Collateral Damage in America's War on Sex Crimes

A Sexual Assault Victim Explains Life on the Registry (Bonnie and Russell’s Story)

Bonnie G. knows now serious sexual assault is—she was date-raped by an acquaintance at age 21.

A few years later she met Russell, who was four years older than her. They fell in love and decided to get married a few months later. But he had a secret to tell her.

He’d made a big mistake ten years earlier. While working at a grocery store as a 21-year-old in 1997, he got involved with a co-worker who told him she was 18. It turned out the girl had lied to both her employer and to Russell—she was only 15 and an undocumented immigrant. When Russell found out, he ended the relationship.

But the girl’s sister knew how to twist arms. She called Russell and threatened that if he didn’t marry the girl, she’d go to the police about their sexual relationship. If they married, she’d say nothing—and her sister would get citizenship.

Russell refused, and the sister made good on her threat. The police arrested him, and the district attorney threatened Russell with 10 years unless he took a plea. So in 1998, he pled guilty and spent 5 years on probation. As part of the deal, he’d agreed to a classic poison pill—he’d have his name put on the sex offender registry for life after he got off probation.

Bonnie completely understood and thought that was no reason not to get married. In 2008, they did.

Bonnie got pregnant. They decided to buy a house to get a bit more space. That was when they got their first surprise. They found a place they loved and put in an offer, along with a thousand dollars of earnest money.

Just to be sure there’d be no problems, Russell called local police to tell them their plans. But the officer he talked to had bad news—the town had just adopted residency restrictions, and the house was in a banned zone.

When Bonnie and Russell told the sellers, the sellers were shocked—they were still interested in keeping their end of the contract. But the police said there was nothing they could do. Bonnie and Russell lost their earnest money.

Since being placed on the registry in 2003, Russell hasn’t been able to get a steady job. He took classes to become an insurance agent and passed the test easily. But then the company who’d wanted to hire him found out that he had a sex offense on his record. They dropped their offer. He last worked in 2009.

Now Bonnie is the only one supporting them and their three children on an income of just over $20,000 a year that she makes as a consultant.

They feel trapped—they rent a house that’s adequate. But Bonnie says they’ll never move because where they live, the neighbors know his past but aren’t bothered by it. In another neighborhood that could well change.

Their oldest daughter entered kindergarten not long ago. Bonnie says her daughter hasn’t had any trouble yet as a result of her dad being on the sex offender registry. But Bonnie has heard horror stories of children with a parent on a registry being teased as they get older. Bonnie says she won’t tolerate that—“I will pull her out so fast and home-school her,” she says.

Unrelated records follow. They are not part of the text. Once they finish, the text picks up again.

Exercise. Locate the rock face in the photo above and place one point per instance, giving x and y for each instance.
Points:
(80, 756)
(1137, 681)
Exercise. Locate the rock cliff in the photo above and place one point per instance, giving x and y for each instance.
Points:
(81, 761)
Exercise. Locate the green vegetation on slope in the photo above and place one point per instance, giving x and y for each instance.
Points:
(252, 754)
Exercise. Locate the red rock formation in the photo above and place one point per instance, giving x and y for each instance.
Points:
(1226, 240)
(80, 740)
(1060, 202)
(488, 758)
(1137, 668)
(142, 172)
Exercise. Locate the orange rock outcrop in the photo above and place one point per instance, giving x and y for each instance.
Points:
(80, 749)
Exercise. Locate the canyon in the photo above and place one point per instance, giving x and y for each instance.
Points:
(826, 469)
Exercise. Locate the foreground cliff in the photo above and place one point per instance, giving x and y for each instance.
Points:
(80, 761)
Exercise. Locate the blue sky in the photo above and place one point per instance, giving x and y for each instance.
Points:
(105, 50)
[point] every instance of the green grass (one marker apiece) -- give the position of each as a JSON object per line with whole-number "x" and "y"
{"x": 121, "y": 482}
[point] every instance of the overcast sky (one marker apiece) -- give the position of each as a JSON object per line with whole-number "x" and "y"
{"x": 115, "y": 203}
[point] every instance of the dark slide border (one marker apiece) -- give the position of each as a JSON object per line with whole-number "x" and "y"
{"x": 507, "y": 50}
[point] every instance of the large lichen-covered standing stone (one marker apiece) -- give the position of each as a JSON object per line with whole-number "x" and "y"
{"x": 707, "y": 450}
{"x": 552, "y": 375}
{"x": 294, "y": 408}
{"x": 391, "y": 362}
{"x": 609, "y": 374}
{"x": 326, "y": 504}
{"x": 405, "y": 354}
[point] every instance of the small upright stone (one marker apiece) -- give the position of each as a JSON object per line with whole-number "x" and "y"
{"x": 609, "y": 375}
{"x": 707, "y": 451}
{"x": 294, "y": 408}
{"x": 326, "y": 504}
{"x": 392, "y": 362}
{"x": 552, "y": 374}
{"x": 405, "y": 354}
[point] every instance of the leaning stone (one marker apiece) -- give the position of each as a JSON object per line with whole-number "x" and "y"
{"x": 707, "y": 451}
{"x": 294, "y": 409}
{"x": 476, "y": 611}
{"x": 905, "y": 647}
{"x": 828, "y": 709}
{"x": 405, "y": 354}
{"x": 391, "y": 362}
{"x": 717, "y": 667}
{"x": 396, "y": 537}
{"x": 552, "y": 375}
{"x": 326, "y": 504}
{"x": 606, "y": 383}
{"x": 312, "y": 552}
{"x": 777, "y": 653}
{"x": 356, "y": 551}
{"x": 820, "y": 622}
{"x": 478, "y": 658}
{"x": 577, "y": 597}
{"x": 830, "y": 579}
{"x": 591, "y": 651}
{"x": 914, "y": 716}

There’s no reason the family should be haunted by a mistake that Russell made at 21, she says. Since then, he’s had one offense—a speeding ticket in 2008.

The whole experience has completely changed Bonnie. “I used to think that the majority on these sex offender registries were bad people—predators,” she says. “Now I know that lot of people who just made a single mistake are caught in the system,” she says.

“Heck, when I was 16 I had a 20- year-old boyfriend,” she says. If we had the system then that we have now, that could have ruined his life.”